You're reading: Retail drug prices on the rise

Ukrainians spent substantially more on retail medications in 2018 than in the previous year, suggesting growing drug prices or greater purchasing power, according to new research.

Ukrainian market research firm Business Credit showed the Kyiv Post its new report, which found that drug sales in pharmacies, amounted to nearly Hr 70 billion in 2018, a 25 percent increase from the previous year. The total number of drugs, counted by packages sold, grew by less than 5 percent.

Business Credit found that “the average weighted price of the drugs was Hr 69.45, which is 19.52 percent more compared to 2017.”

“The growth in turnover was influenced by such factors as changes in price, demand, and the range of available goods,” with some meds being cycled out from pharmacies’ inventories, said Andrii Tsurkan, business development director at Business Credit.

The total volume of goods sold in pharmacies also grew by about 25 percent, to a total of Hr 84.5 billion. Inflation alone cannot account for this increase, as the consumer price index in 2018 increased by about 9.8 percent, according to the National Bank of Ukraine.

“People started buying newer, more expensive products, Tsurkan said.

According to 2018 research by the patient rights group Patients of Ukraine, many Ukrainians still perceive generic drugs as inadequate versions of their brand-name analogues. Brands are more trusted than the much cheaper generics, especially in western Ukraine, where consumers often cross into Poland to stock up on cheaper drugs there.

Patients of Ukraine also told the Kyiv Post that, Ukrainians tended to spend a lot of money on non-proven substances, such as homeopathic remedies, according to a 2016-2017 study. While there is no data showing if this behavior changed in 2018, Business Credit found a 4.5 percent drop in the purchase of over-the-counter drugs, but a whopping 21 percent increase in the purchase of prescription drugs. Prescriptions are about three times more expensive than OTC.
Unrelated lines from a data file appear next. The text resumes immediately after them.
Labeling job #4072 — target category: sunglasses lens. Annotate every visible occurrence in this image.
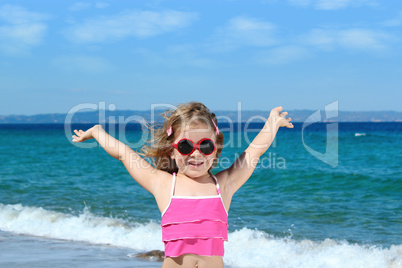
[200,140,215,155]
[177,140,193,155]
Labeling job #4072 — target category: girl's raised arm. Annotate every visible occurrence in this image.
[217,106,293,196]
[73,125,164,195]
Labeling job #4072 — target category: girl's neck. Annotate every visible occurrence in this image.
[177,170,212,183]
“What does this tell us? This suggests that the well-being of people in 2018 increased compared with 2017, and people began to buy more expensive goods,” Tsurkan said.

However, not everyone is optimistic. Elena Prudnikova, the head of the NGO Mikolaev Pharmaceutical Association, which often speaks out about the dangers of pharmaceutical consolidation, warned a forum of small pharmacy businesses on Feb. 6 that “prices on medications are growing, which makes them increasingly inaccessible to the population.

According to Prudnikova, larger pharmacy businesses can make marketing arrangements with drug suppliers, which can result in consumers paying higher prices out of pocket. She also said that consolidation of pharmacy chains is gaining steam, giving fewer businesses more power to set prices.

The pharmaceutical journal Apteka this week published a study showing that the number of private pharmaceutical retail stores in Ukraine has risen from 14,625 in 2015 to 16,457 as of the start of 2019. Most of these belong to small local chains, according to the report.

However, in the past three years, the percent of pharmacies belonging to tiny local chains fell from 73.3 percent to 67.8 percent. Over the same period, the percent of pharmacies belonging to larger, regional chains, grew by 5.4 percent. Close to a third of all chains in Ukraine are now regional.

Furthermore, in the past two years, the top 100 pharmacy chains’ share of total sales, in hryvnia, increased by 8.4 percent – to 74.5 percent, Apteka found.

“The consolidation of pharmaceutical retail is actively continuing,” according to the report.